CO2 monitor traffic light display
© Fraunhofer WKI | Erik Uhde

The air quality indoors is usually no better than outdoors, so outdoor air quality can also have an impact on indoor air quality. In enclosed spaces, human activity or the room itself can increase air pollutants, and without frequent ventilation, the air can quickly become no longer "fresh". If there are many people in a room, it needs to be ventilated more frequently. You can use the CO2 calculator to estimate how often you should ventilate.

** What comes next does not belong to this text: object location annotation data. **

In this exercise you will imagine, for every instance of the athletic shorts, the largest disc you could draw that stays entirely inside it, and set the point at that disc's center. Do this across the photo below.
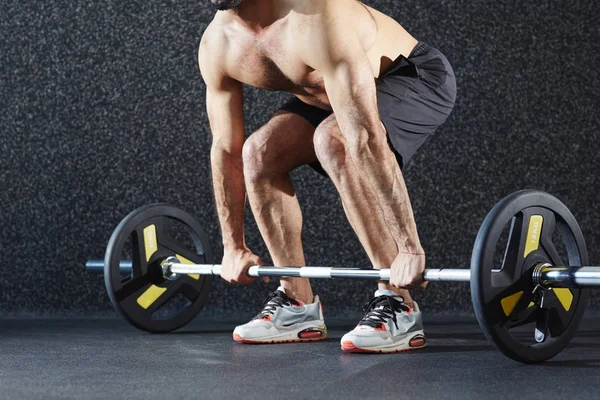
(415, 95)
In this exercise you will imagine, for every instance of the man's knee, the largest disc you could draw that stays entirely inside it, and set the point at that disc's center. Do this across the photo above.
(260, 160)
(330, 147)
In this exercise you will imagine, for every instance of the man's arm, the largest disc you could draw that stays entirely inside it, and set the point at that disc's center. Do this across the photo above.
(333, 48)
(224, 102)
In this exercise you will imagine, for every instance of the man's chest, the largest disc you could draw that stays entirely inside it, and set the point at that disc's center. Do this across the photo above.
(272, 63)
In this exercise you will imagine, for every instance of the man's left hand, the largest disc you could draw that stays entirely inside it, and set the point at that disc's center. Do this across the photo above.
(407, 270)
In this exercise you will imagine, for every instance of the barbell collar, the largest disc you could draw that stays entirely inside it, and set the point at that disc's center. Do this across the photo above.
(550, 276)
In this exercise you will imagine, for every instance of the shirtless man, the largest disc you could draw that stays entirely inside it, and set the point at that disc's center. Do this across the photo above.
(366, 95)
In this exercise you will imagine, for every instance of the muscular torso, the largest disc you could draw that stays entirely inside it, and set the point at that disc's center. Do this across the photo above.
(269, 60)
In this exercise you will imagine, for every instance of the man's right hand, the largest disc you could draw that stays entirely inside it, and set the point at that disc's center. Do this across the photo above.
(236, 263)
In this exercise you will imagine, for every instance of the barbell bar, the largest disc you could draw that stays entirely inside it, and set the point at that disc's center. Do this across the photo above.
(546, 275)
(159, 284)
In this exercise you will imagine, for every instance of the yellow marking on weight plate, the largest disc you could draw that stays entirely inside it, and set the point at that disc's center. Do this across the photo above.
(533, 234)
(150, 242)
(509, 303)
(150, 296)
(565, 296)
(184, 260)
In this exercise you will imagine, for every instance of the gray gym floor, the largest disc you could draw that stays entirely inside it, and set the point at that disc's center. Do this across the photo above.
(108, 359)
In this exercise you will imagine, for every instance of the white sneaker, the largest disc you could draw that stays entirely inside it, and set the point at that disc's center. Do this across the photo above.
(283, 320)
(388, 326)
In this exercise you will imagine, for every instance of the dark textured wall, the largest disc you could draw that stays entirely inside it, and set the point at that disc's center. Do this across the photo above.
(102, 111)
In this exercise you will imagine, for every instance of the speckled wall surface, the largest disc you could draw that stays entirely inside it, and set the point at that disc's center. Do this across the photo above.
(97, 98)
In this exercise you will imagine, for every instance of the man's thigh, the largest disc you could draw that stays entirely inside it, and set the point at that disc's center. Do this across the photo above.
(311, 115)
(285, 142)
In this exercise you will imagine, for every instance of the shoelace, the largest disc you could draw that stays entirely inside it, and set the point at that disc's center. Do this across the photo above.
(381, 308)
(275, 300)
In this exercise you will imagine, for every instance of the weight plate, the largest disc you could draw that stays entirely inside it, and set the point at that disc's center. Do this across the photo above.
(528, 227)
(143, 296)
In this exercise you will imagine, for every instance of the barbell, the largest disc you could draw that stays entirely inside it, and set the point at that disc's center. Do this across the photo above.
(528, 273)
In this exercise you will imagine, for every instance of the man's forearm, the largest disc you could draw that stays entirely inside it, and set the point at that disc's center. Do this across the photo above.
(230, 195)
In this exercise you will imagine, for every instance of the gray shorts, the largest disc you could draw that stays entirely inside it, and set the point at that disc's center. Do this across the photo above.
(415, 95)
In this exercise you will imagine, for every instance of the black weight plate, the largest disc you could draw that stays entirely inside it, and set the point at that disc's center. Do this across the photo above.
(508, 311)
(144, 297)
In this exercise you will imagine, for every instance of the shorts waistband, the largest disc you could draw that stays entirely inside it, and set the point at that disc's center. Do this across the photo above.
(420, 48)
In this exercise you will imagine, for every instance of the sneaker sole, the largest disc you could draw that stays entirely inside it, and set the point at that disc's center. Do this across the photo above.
(240, 339)
(304, 333)
(419, 340)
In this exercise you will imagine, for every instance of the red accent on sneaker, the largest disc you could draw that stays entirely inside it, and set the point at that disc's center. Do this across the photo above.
(381, 327)
(417, 342)
(310, 334)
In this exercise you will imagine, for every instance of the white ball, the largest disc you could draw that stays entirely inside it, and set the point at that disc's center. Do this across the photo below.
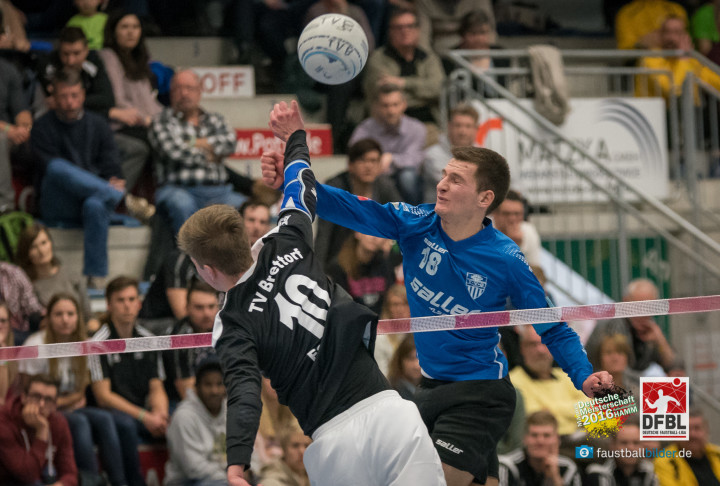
(333, 49)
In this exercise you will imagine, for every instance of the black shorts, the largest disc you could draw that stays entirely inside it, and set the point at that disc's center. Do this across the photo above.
(466, 420)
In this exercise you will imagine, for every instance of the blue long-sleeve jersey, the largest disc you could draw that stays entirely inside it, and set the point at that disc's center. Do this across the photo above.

The so-called CO2 “traffic light” shows the amount of CO2 in the indoor air in an easy-to-understand way and can thus help you to ventilate regularly.

It also makes sense to increase ventilation in newly renovated homes, new buildings or after purchasing new furniture, as emissions from the new materials can make the indoor air quality worse.

At low outdoor temperatures, ventilation is also associated with heat loss, which is why a compromise must be found between sufficient ventilation and energy savings. A brief period of strong ventilation is therefore more effective than continuous weak ventilation.

  • Ventilate several times a day, preferably by opening opposite windows (cross ventilation). In winter, 3 to 5 minutes at a time is sufficient; in summer, at least 10 minutes of ventilation is recommended.
  • After showering or bathing, remove moisture from walls and floors and ventilate thoroughly (wide open windows).
  • When cooking, the moist air should be removed by a kitchen hood or additional ventilation.
  • When heating with wood or coal and when cooking with gas, ensure that there is a sufficient supply of air.
  • Ensure good ventilation during cleaning, repair and handicraft work.

Warmer areas of a home should not be ventilated through cooler rooms - otherwise there is a risk of moisture condensing on the cooler walls. In basements, this effect can lead to damp walls and mold growth in summer. Therefore, basements should not be ventilated during warm, humid summers.